江戸城外濠の講座を受講していて、野口富士男のことが出てきて、そうか、そう言えば、
外濠界隈のことを書いていた、と思い出しました。
それで本を取り出して読みました。
『私の中の東京』(中公文庫)の「外壕線にそって」です。
飯田橋から、四谷、赤坂、虎ノ門から三田、札の辻への道を、じっくりと歩きます。
昔を思い、永井荷風などの文学作品を引きながら、丁寧に書かれています。
読むと、歩いて知っているところは、身に染みます。
飯田橋から、虎ノ門あたりまでは、よく知っている道です。
どきどきするほど惹かれます。
これが書かれたのは昭和51年ですから、それからの道筋の違いを考えるのも楽しみです。

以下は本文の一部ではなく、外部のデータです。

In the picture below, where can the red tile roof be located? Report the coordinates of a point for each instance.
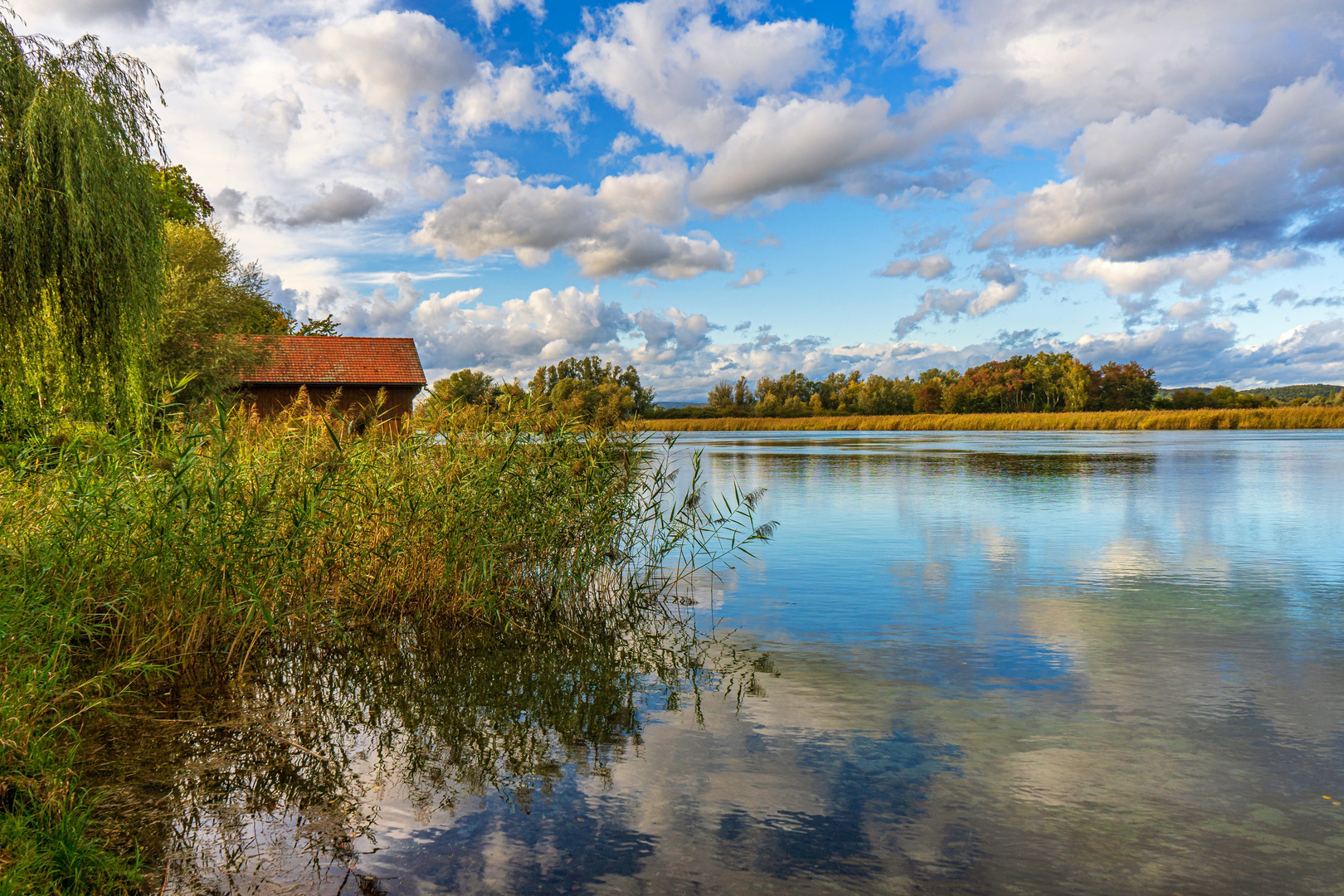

一度この本を持って、外堀線をゆっくり歩いてみるつもりです。
少し気になったところだけ引いてみます。
野口富士男は、高速道路の風景には、新しさを認めています。
「そのあたり(赤坂見附)の高速道路の出現を憎む人もあるが、私は高速道路のある現状も東京新風景のなかでは好きなもののひとつである。幼児から現在に至る推移のなかで私には常に変化する都市が東京だという考えが固定観念となっていて、ここの風景が高速道路の出現くらいには負けぬだけの力をもっているところが気にいっている。」
日本橋の高速も、野口富士男はそんなに気にしていません。
むしろ許せないのは、埋められた壕だと書いています。
「言語道断なのは、外堀公園より早く埋め立てられた四谷見附と食違見附のあいだの壕を、上智大学がグラウンドとして占有して部外者の立ち入りを禁じていることである。埋めたのは大学でないが、土手にトンネルをあけてグラウンドに降りる道をつけたのは、大学だろう。公園とトンネルの二つを、外壕のもっとも不届きな汚点だと、私はおもう。」
こうした視点、観点も、すごく刺激になります。
私は上智のグランド見慣れていて、それほどには思いません。むしろ、高速道路の方が気になります。
でも、この本を読んで、よく考えてみるべきだなと思っています。
ぜひ、この本を手に、ゆっくり歩いてみて、考えたいです。